I don't think that there are any limits on how you can expand the inclusion of art, poetry, [and] literature."

"Poetry is a universal language."

Dr. Nzinga believes words and poetry can do more than bring people together — they can also be a means of self-discovery. She knows this because writing helped her find her identity and her place in the world.

She recalls: "I discovered the canon of Négritude and the Harlem Renaissance really early. And it felt like a home to me, even before I fully understood the thing of being Black. That felt like a comfortable space. It felt like an echo. It felt like coming home. It felt like someone who knew my heart."

One of the Committee’s criteria for selecting the winner was “understanding of civic narratives around equity, culture, and belonging.” But “belonging” is a complicated idea for Dr. Nzinga, because for her, Oakland’s history is one of dis-belonging and displacement.

"When you ask me about 'home'? I don't think we've ever had a resting place since they took us off the ships," she says. "The story of gentrification is the story of being a placeholder until the space is more convenient to someone who has the resources to use it. You become collateral damage, and you're moved around the chessboard. So, Oakland holds a lot of history [and] a lot of energy for the tale of North American Africans; and no resting place; and the desire to sink down roots in spaces that were redlined."

Then Dr. Nzinga takes a moment, sniffling. "I don’t know why I feel so emotional about this this morning. I am fighting back, literally, tears," she says. "I think that, in this moment, we don't all understand how beautiful and important the struggle song of Oakland is to liberation around the world."

"When you ask me about 'home'? I don't think we've ever had a resting place since they took us off the ships. The story of gentrification is the story of being a placeholder until the space is more convenient to someone who has the resources to use it. You become collateral damage, and you're moved around the chessboard."

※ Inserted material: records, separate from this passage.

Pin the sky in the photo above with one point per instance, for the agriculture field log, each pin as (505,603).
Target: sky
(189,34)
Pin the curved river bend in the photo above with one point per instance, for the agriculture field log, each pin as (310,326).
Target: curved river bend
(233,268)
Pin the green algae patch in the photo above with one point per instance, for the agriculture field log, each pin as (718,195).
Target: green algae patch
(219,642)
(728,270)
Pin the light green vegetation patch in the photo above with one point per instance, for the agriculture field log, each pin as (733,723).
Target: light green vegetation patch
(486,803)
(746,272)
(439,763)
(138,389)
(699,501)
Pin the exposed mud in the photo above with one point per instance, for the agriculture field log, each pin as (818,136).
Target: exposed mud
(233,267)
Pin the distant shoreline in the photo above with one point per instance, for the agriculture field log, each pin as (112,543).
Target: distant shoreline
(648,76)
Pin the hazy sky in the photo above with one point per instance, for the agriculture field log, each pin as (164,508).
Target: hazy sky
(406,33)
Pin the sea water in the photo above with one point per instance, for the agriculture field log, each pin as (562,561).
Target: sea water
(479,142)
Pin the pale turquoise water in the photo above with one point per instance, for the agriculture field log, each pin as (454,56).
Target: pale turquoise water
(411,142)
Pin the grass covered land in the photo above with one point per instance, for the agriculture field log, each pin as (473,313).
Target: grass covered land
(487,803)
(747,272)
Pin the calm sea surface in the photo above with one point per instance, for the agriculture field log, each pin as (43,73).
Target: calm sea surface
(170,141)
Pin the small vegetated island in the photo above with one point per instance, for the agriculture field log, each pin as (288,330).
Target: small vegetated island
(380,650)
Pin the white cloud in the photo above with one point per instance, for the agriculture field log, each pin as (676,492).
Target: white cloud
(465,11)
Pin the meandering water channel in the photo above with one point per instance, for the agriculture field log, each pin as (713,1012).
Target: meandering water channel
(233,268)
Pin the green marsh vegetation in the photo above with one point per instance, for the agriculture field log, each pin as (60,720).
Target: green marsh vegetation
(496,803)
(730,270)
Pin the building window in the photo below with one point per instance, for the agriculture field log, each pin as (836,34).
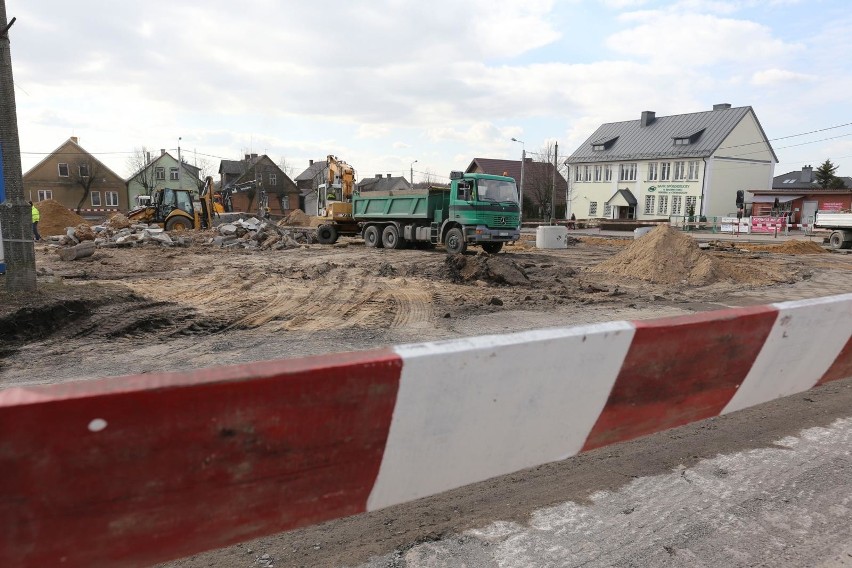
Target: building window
(693,170)
(627,172)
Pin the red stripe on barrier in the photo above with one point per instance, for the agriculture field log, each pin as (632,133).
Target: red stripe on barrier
(189,462)
(842,366)
(679,370)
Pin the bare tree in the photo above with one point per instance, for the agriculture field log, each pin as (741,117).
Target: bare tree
(286,167)
(145,176)
(86,173)
(538,182)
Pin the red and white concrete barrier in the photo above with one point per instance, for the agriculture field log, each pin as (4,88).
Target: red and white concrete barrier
(135,470)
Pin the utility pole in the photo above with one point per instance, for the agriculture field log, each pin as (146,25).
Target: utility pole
(553,189)
(15,212)
(521,188)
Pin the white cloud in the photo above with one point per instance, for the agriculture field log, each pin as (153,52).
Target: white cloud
(698,40)
(770,77)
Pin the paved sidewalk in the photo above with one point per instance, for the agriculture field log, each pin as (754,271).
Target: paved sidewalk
(701,236)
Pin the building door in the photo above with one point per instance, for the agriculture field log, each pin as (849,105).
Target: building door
(808,212)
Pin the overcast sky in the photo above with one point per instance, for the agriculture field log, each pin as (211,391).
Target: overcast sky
(382,83)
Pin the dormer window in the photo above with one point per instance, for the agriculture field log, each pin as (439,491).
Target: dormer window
(687,138)
(603,144)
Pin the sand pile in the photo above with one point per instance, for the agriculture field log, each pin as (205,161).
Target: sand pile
(663,256)
(668,256)
(494,269)
(55,218)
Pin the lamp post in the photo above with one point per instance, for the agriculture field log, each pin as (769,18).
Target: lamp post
(521,188)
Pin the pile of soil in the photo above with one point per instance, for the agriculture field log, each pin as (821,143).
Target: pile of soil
(297,218)
(492,269)
(55,218)
(118,222)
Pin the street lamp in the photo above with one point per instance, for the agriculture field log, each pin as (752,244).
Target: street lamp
(521,188)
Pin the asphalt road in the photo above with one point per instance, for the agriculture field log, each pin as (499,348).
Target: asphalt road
(767,486)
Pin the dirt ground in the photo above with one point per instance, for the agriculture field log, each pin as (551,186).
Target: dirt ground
(149,308)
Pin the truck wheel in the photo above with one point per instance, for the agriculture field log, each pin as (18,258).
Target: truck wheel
(455,241)
(326,235)
(390,237)
(178,223)
(836,240)
(372,237)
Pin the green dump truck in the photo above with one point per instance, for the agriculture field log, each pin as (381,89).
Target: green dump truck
(476,209)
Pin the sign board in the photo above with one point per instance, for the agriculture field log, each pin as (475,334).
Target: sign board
(768,224)
(729,225)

She continues: "Oakland taught the world how to struggle, in many ways. I mean, do youngsters realize why it's so dangerous for Black men to have guns, and why they hand out felonies like Tic Tacs? Because they're still trying to take back that moment when the Black Panther Party stood on the steps of the Capitol in Sacramento, legally armed, and said, 'We will watch the police, and you can't keep killing us.'"

"Oakland taught the world how to struggle, in many ways."

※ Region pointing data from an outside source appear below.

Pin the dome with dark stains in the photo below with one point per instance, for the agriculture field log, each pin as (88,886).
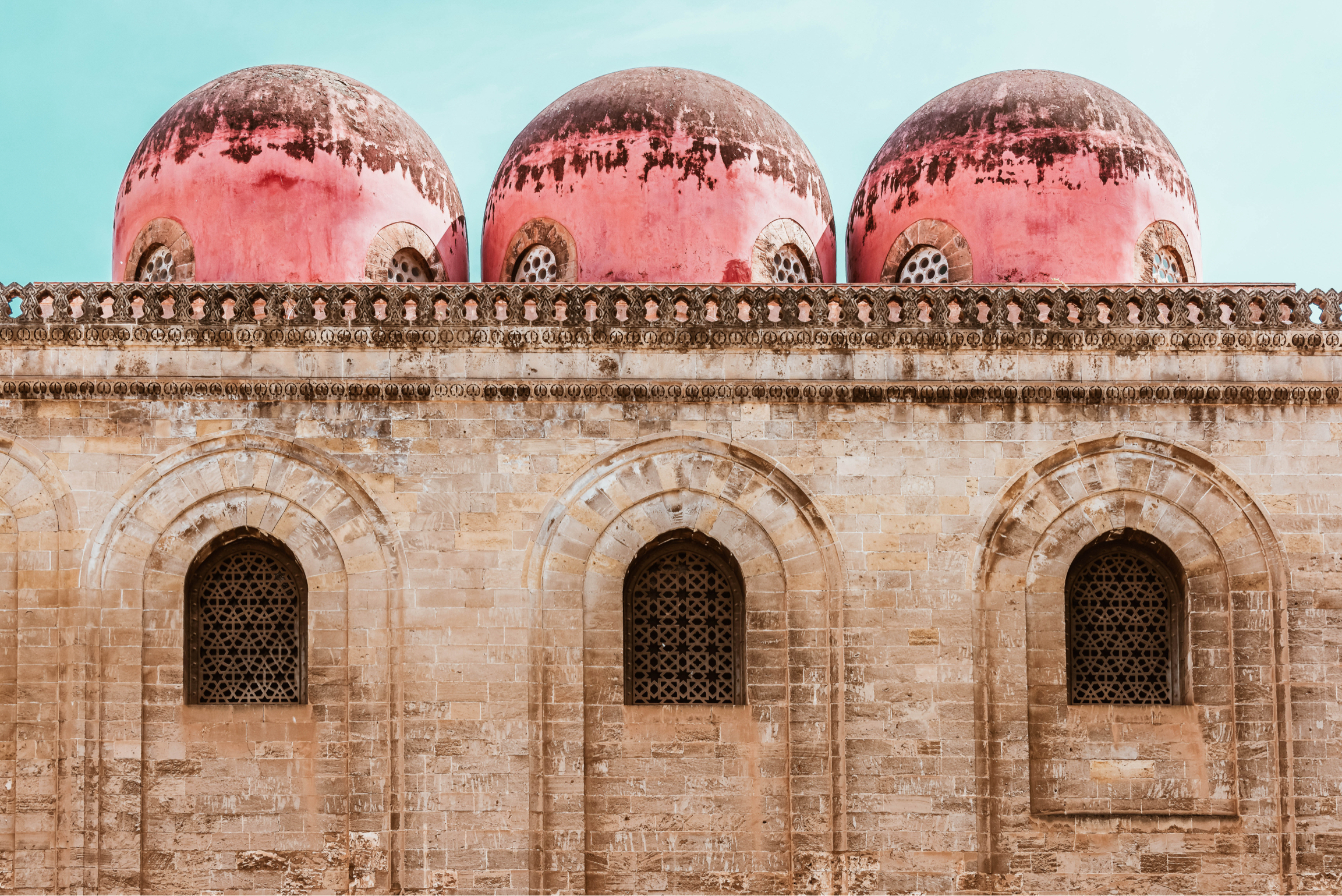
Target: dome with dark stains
(288,173)
(658,175)
(1028,178)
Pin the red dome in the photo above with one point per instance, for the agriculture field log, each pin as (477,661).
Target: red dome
(285,173)
(1026,178)
(658,175)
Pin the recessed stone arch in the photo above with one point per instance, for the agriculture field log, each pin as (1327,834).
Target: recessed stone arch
(551,234)
(794,576)
(1156,236)
(776,235)
(171,235)
(1044,762)
(133,575)
(37,514)
(392,239)
(939,235)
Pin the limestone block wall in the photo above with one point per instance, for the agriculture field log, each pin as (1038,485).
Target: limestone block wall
(465,518)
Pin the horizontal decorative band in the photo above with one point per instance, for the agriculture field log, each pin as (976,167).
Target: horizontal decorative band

How will Dr. Nzinga reconcile her new duty of promoting belonging with being open about Oakland’s history of displacement? Amiri Baraka, the former Poet Laureate of New Jersey, served as a guide and North Star.

She says, "I remember asking Baraka, once: 'How do we keep the door open? How do we move the mark?' His response was: 'Publish, publish, publish.' So that translates as: 'Keep telling the story.' I’m a people's poet; I’mma tell the story the way the story go. So if that story continues to be our struggle to stay here, then that means I have to uplift the history, tell our story, and make it not be invisible as we go."

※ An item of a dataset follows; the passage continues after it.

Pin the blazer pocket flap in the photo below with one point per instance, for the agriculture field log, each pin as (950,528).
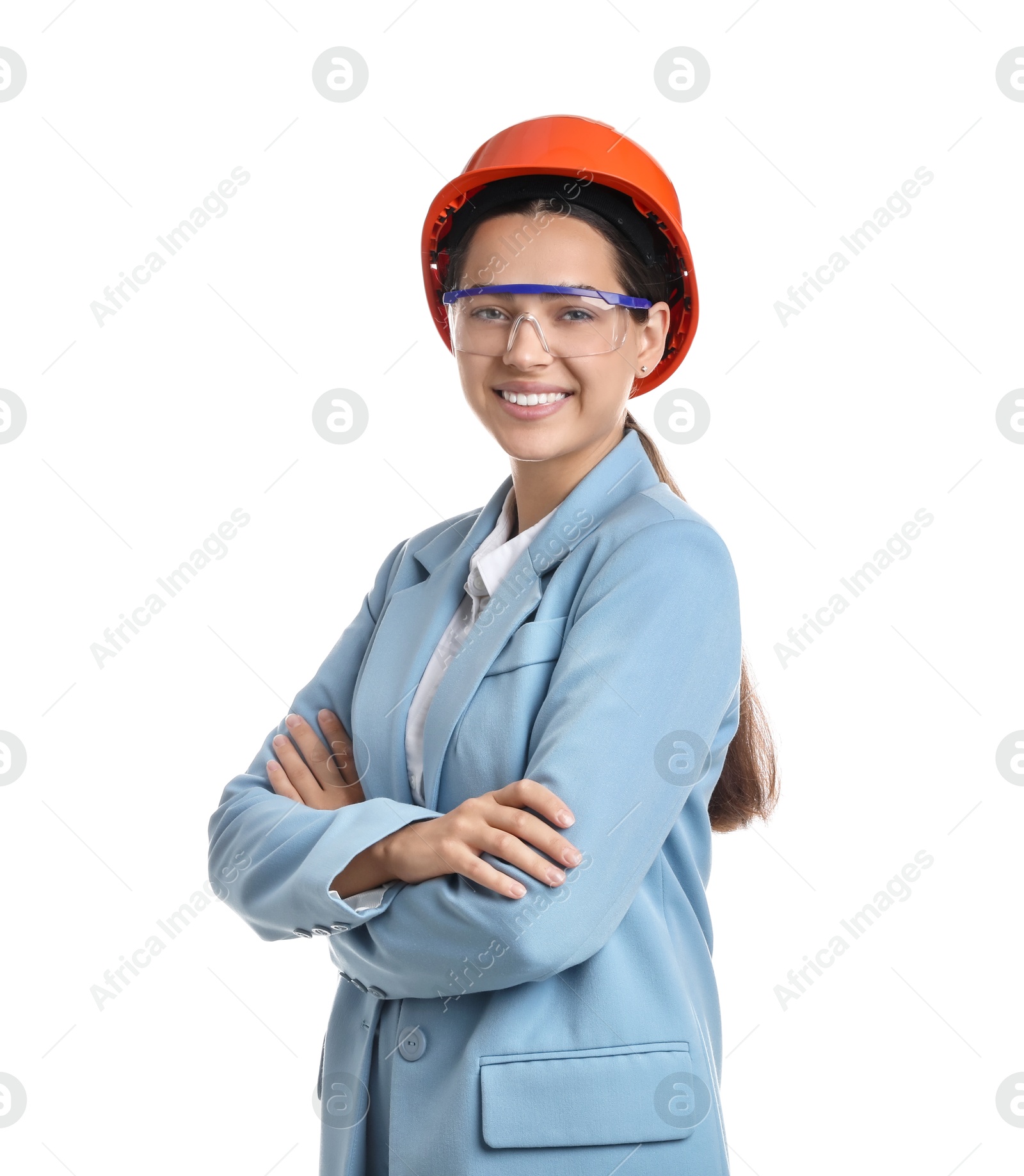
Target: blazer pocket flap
(536,641)
(642,1094)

"I’m a people's poet; I’mma tell the story the way the story go. So if that story continues to be our struggle to stay here, then that means I have to uplift the history, tell our story, and make it not be invisible as we go."

As Oakland’s first-ever Poet Laureate, Dr. Nzinga is part of a large historical moment for the city. And the momentousness hasn’t been lost on her - the self-described People’s Poet has felt right at home in her new position, ever since she found out she won.

"[I'll] keep it one-hundred, I cried a couple of times since then," she says. "I wake up every morning since then, and I say to myself, ‘I'm the Poet Laureate of Oakland.’ So it's still real new and real fresh. The bike’s still shiny, the bells still work on it - everything, you know? I don't know when that part of it will wear off. It's a two year appointment. I'm hoping it don't wear off until the day after there's another Poet Laureate. I hope it feels like this the whole time.

As Poet Laureate, Dr. Ayodele “WordSlanger” Nzinga will deliver four readings at city-owned locations throughout Oakland. And she’ll kick off her two-year term with an inaugural address.

The date for Nzinga’s inaugural address has not yet been set.